Multivariate regression analysis that included baseline physical and mental composite summary scores from the SF-36, race, age, marital status, educational level and obesity accounted 54%, 42%, 43% and 52% of variability in physical, functional, social and emotional well-being after radiation, respectively. This is similar to the findings by Wan et al. that 45% of the variability in total FACT-G scores in cancer patients who had undergone treatment was accounted for by demographic variables (age, gender, living arrangement and, race/ethnicity), clinical variables (performance status, disease type and stage) and social factors (spiritual beliefs, religious affiliation and relationship with the physician).[7]
We wanted to identify the prognostic value of different demographic variables and different dimension of QOL before adjuvant radiation on the post-treatment HRQOL of gynaecological cancer patients.
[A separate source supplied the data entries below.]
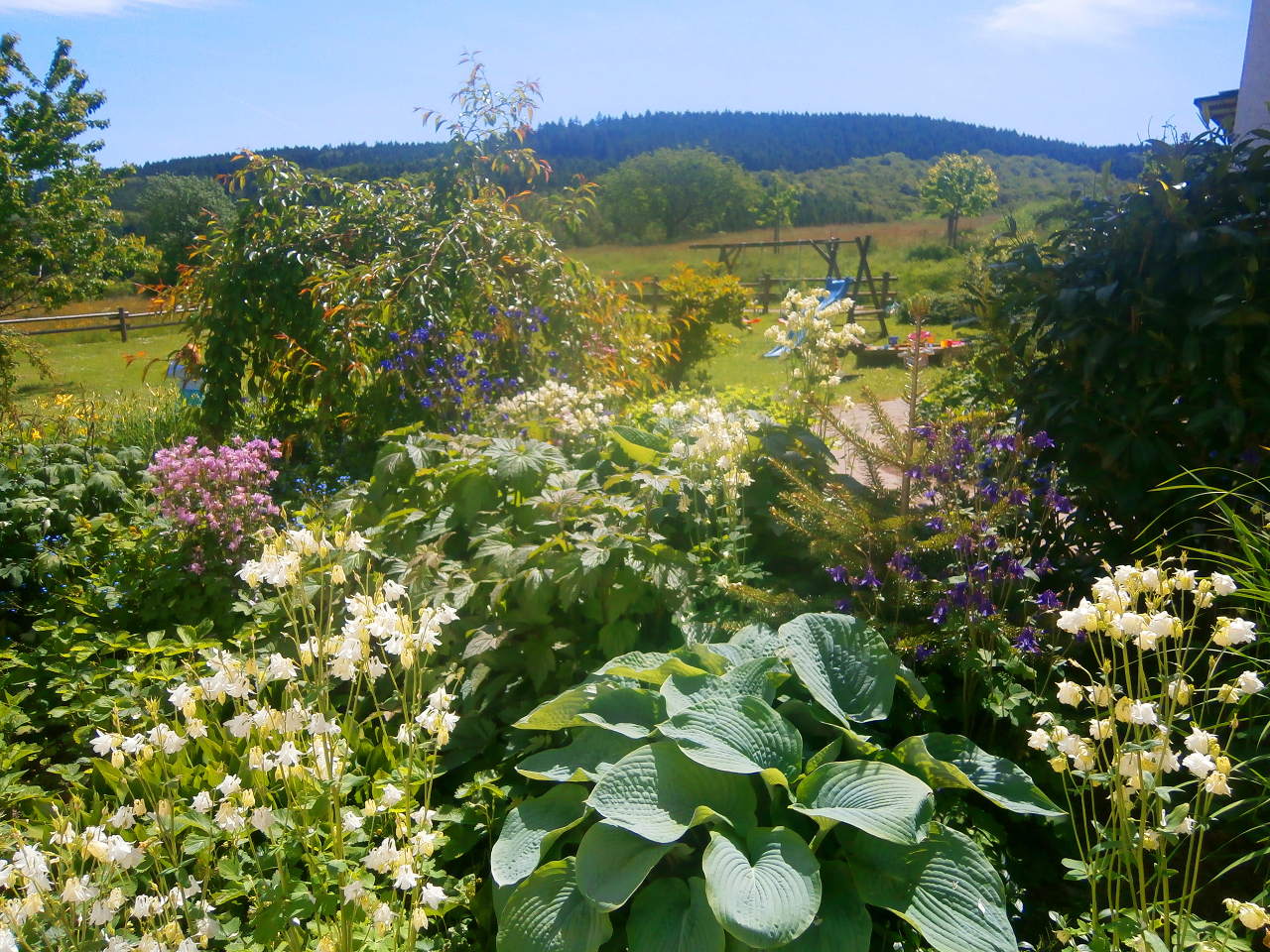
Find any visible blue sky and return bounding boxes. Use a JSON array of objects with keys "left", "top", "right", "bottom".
[{"left": 0, "top": 0, "right": 1250, "bottom": 164}]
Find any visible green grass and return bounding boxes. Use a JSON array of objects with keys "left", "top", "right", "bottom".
[
  {"left": 707, "top": 313, "right": 952, "bottom": 400},
  {"left": 571, "top": 216, "right": 980, "bottom": 400}
]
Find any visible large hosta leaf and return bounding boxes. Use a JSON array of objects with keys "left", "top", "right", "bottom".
[
  {"left": 658, "top": 694, "right": 803, "bottom": 783},
  {"left": 586, "top": 740, "right": 756, "bottom": 843},
  {"left": 512, "top": 676, "right": 621, "bottom": 731},
  {"left": 662, "top": 657, "right": 788, "bottom": 717},
  {"left": 895, "top": 734, "right": 1065, "bottom": 816},
  {"left": 577, "top": 688, "right": 666, "bottom": 738},
  {"left": 701, "top": 826, "right": 821, "bottom": 948},
  {"left": 498, "top": 857, "right": 613, "bottom": 952},
  {"left": 790, "top": 761, "right": 934, "bottom": 843},
  {"left": 785, "top": 863, "right": 872, "bottom": 952},
  {"left": 516, "top": 727, "right": 643, "bottom": 783},
  {"left": 598, "top": 652, "right": 703, "bottom": 684},
  {"left": 626, "top": 876, "right": 725, "bottom": 952},
  {"left": 847, "top": 826, "right": 1017, "bottom": 952},
  {"left": 577, "top": 820, "right": 675, "bottom": 912},
  {"left": 489, "top": 783, "right": 586, "bottom": 886},
  {"left": 780, "top": 615, "right": 901, "bottom": 724}
]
Therefore, we adjusted for such inter correlation by using multiple regression analysis. This showed that there was a tendency toward higher regression co efficient for MCS and education and negatively with obesity with all the dimension of FACT-G scores during follow-up HRQOL. All the other variables showed slightly lower value and not statistically significant.
There is distinctive association between the post-radiotherapy HRQOL and baseline MCS but not with the PCS and the MCS component measure mental, role-emotional (limitation in role activities due to the emotional problem) and social functioning domains of QOL. Post-radiotherapy HRQOL is psychosocial variable. The post-HRQOL and baseline MCS may be considered mainly of psychological or emotional nature. Second, studies of QOL in the long- term female cancer survivor suggest psychological, social and spiritual concern are more important than physical concern and psychological dysfunction is a major problem observed in most of the studies of a cancer survivor. Another explanation may be that HRQOL of long-term survivor may be more affected by difficulties reintegrating into valued social roles, a domain in the computation of the MCS measure.
CONCLUSION
The realization that gynaecological cancer affect patients QOL in many areas other than cancer and treatment squeal, enhance our ability to detect these demographic variables and modify those factors and develops new treatment aimed at improving all aspect of gynaecological cancer and thus giving these patients as good QOL as possible.
The main limitation of this study is the small sample size and the lack of diversity. Decreasing diversity may have allowed the authors to determine the effect of baseline independent variables on the subscales of the FACT-G, but at the same time limits the generalization of the results.
Footnotes
Source of Support: Nil.
Conflict of Interest: None declared.